I listened to a lot of music from my teen and college years, music from times before I met my ex. I admit that the New Kids on The Block helped me get through my divorce. It was fun, I started to sing along, memories started to flood back of happy times and old friends.

Empowering music works too. I highly recommend making a divorce or breakup playlist. You can check out mine here.

3. Physical Touch.

Ok, I know what you are thinking, how am I going to get physical touch when I’m separated or alone? Hear me out.

During my separation, I felt so lonely, yet I was not ready for dating yet. One of the worst feelings was missing the touch. I don’t mean sex. I mean the little things, a hug, holding hands, someone sitting against me when watching TV, someone else in my bed when I woke up.

Luckily, it’s not just intimate touch that benefits your brain. A hug from a friend or family member counts too.

My problem was that I was living alone over 2,500 miles from my family in a new city with few friends, so I had to find another way.

What helped? Massage!

According to studies, massage lowers cortisol (remember our stress hormone) and increases dopamine and serotonin. (Our addiction and feel good hormones).

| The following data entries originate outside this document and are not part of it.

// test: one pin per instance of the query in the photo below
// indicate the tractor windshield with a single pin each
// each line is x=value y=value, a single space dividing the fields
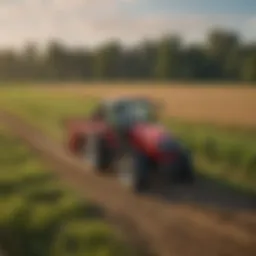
x=139 y=111
x=126 y=113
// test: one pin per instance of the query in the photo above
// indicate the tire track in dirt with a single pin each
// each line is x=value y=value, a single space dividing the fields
x=165 y=229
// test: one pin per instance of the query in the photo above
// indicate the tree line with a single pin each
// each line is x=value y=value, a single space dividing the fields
x=222 y=56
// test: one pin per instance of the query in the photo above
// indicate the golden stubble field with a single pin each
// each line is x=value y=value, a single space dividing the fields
x=222 y=105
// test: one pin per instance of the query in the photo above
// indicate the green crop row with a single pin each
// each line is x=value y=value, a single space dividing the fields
x=39 y=216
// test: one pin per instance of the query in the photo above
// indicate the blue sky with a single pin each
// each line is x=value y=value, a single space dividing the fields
x=89 y=22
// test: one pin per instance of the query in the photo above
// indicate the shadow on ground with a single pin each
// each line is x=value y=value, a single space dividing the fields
x=208 y=192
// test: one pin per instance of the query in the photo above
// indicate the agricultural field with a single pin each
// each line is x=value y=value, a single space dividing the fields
x=41 y=216
x=218 y=123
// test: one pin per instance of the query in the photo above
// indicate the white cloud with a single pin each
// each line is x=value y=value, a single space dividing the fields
x=90 y=21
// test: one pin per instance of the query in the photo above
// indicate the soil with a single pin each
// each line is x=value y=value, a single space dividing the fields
x=204 y=219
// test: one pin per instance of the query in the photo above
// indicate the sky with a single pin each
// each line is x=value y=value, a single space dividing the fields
x=89 y=22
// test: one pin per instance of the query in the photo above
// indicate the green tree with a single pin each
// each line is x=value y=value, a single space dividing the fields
x=168 y=58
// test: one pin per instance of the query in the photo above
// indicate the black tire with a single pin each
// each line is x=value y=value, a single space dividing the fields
x=133 y=171
x=97 y=154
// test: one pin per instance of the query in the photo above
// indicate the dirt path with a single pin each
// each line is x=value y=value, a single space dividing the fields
x=168 y=229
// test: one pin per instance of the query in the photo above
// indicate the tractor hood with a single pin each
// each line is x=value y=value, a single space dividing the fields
x=150 y=136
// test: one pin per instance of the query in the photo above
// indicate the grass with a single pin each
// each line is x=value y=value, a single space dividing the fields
x=40 y=216
x=224 y=153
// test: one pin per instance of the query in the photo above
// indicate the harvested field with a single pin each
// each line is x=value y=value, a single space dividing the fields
x=220 y=105
x=168 y=229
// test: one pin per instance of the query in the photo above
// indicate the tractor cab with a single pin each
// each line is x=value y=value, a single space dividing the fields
x=124 y=113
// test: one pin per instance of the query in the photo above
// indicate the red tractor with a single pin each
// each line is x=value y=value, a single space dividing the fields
x=124 y=135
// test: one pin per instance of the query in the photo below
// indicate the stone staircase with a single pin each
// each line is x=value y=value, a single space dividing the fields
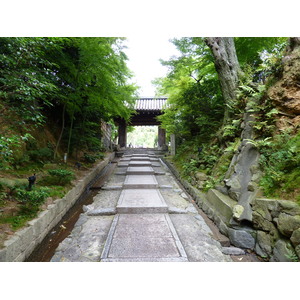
x=142 y=229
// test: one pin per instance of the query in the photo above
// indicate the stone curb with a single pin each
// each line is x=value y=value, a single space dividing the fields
x=24 y=241
x=200 y=199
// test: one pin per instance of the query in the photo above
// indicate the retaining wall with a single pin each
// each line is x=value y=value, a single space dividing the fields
x=275 y=229
x=25 y=240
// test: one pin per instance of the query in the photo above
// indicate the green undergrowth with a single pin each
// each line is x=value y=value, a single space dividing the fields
x=280 y=162
x=210 y=160
x=18 y=204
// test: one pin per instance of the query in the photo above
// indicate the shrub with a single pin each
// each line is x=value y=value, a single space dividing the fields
x=91 y=158
x=59 y=177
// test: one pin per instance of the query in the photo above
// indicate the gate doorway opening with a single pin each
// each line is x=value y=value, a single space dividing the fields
x=143 y=137
x=146 y=112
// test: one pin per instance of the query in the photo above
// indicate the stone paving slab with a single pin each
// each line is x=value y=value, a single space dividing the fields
x=141 y=201
x=143 y=237
x=140 y=182
x=140 y=158
x=140 y=171
x=137 y=163
x=196 y=238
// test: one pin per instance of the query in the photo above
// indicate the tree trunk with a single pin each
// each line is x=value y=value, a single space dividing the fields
x=62 y=130
x=294 y=42
x=227 y=66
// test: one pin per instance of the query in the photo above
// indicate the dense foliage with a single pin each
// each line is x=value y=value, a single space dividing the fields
x=73 y=83
x=196 y=109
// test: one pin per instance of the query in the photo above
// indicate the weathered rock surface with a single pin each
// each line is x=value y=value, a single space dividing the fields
x=242 y=238
x=295 y=238
x=283 y=251
x=287 y=224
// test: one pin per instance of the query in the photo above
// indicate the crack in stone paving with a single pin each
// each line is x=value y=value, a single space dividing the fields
x=149 y=218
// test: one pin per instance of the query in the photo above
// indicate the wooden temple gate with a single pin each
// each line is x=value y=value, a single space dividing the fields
x=147 y=109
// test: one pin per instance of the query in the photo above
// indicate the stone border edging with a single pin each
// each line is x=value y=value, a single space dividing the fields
x=24 y=241
x=200 y=199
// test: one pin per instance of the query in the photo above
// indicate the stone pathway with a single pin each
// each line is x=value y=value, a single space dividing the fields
x=141 y=214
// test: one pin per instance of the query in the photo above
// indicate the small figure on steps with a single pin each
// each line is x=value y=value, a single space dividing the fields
x=77 y=165
x=31 y=181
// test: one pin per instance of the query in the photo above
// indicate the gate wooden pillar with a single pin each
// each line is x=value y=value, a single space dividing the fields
x=122 y=134
x=161 y=138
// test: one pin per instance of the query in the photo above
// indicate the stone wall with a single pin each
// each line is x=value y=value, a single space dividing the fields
x=278 y=229
x=24 y=241
x=273 y=233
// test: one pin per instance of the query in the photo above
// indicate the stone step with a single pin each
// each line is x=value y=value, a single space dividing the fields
x=140 y=171
x=141 y=201
x=135 y=163
x=143 y=237
x=140 y=158
x=140 y=182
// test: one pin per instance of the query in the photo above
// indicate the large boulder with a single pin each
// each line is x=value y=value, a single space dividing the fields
x=265 y=242
x=242 y=238
x=283 y=251
x=287 y=224
x=295 y=238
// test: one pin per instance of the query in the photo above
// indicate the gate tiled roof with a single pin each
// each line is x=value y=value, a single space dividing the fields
x=146 y=104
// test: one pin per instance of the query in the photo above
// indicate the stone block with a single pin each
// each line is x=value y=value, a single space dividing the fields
x=264 y=207
x=260 y=222
x=233 y=251
x=237 y=211
x=102 y=212
x=295 y=238
x=12 y=248
x=140 y=171
x=139 y=163
x=266 y=242
x=287 y=224
x=26 y=236
x=143 y=237
x=222 y=204
x=283 y=251
x=3 y=255
x=60 y=203
x=297 y=250
x=30 y=248
x=241 y=238
x=289 y=207
x=140 y=182
x=141 y=201
x=20 y=257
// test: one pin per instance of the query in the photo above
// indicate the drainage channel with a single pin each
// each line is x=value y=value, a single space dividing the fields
x=46 y=249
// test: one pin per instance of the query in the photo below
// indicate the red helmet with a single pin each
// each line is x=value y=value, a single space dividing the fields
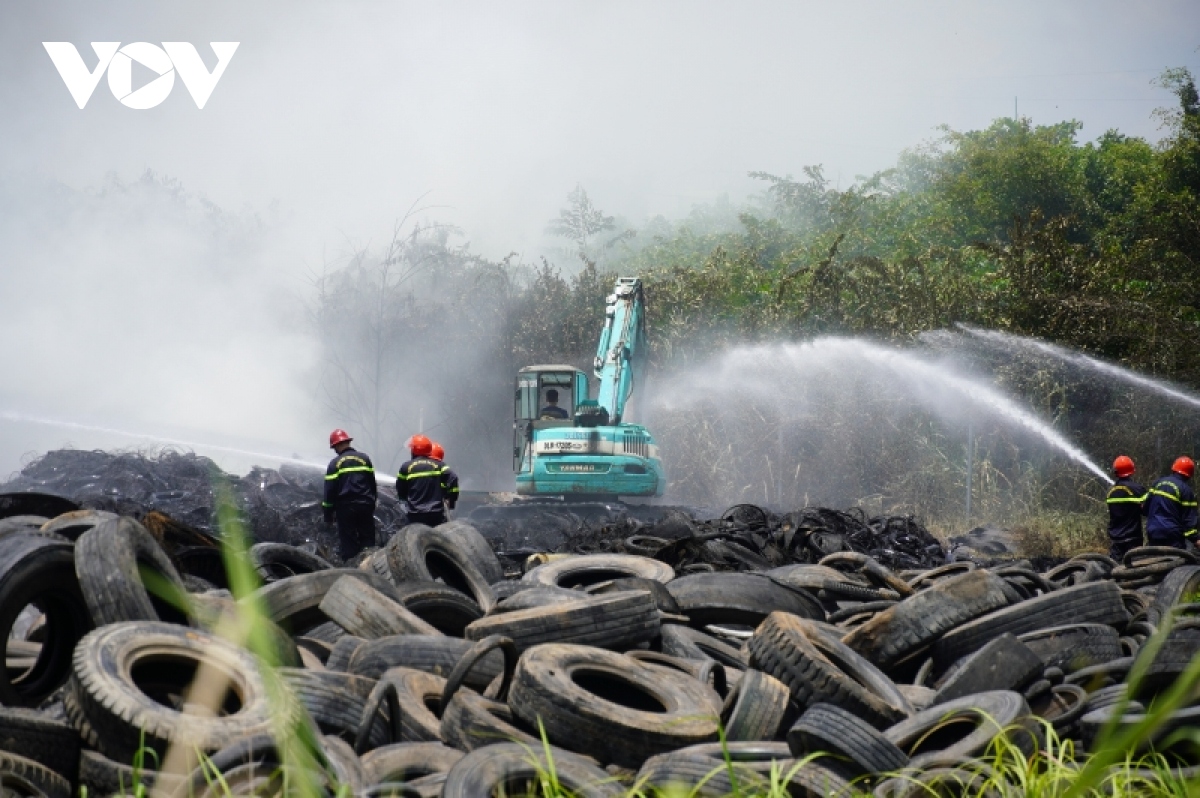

I can attest to feeling much happier and relaxed after a massage. Plus, if you find a chatty masseuse, you may get added benefit of someone to talk to. It’s kind of like going to your hairdresser, which turns into a makeshift therapy session.

4. Get some sunshine.

Get out of the house for a little while. When you get up in the morning, take a walk around the block. Exercise outside if you can.

Sunshine increases serotonin and serotonin increases your mood.

When I was going through my divorce, it felt like a chore to even think about leaving the house if I didn’t have to, let alone putting a bra on or showering.

Trust me, get out of the apartment, get out of the house. Put your headphones on, play some NKTOB or your breakup playlist and walk around the block. Trust me, just do it. You’ll feel better than if you didn’t.

Even though we have little control over our body’s natural reaction to separation after the breakup, we can rest assured that we are not alone. What we are going through is a normal biological and evolutionary reaction.

Unfortunately, we all have to go through it. But, now that you know what’s happening to you, you can try your best to mitigate the pain and desperation.

Exercise, sunshine, listening to music, and going for a massage. Not bad ways to help you feel clearer, calmer, and happier.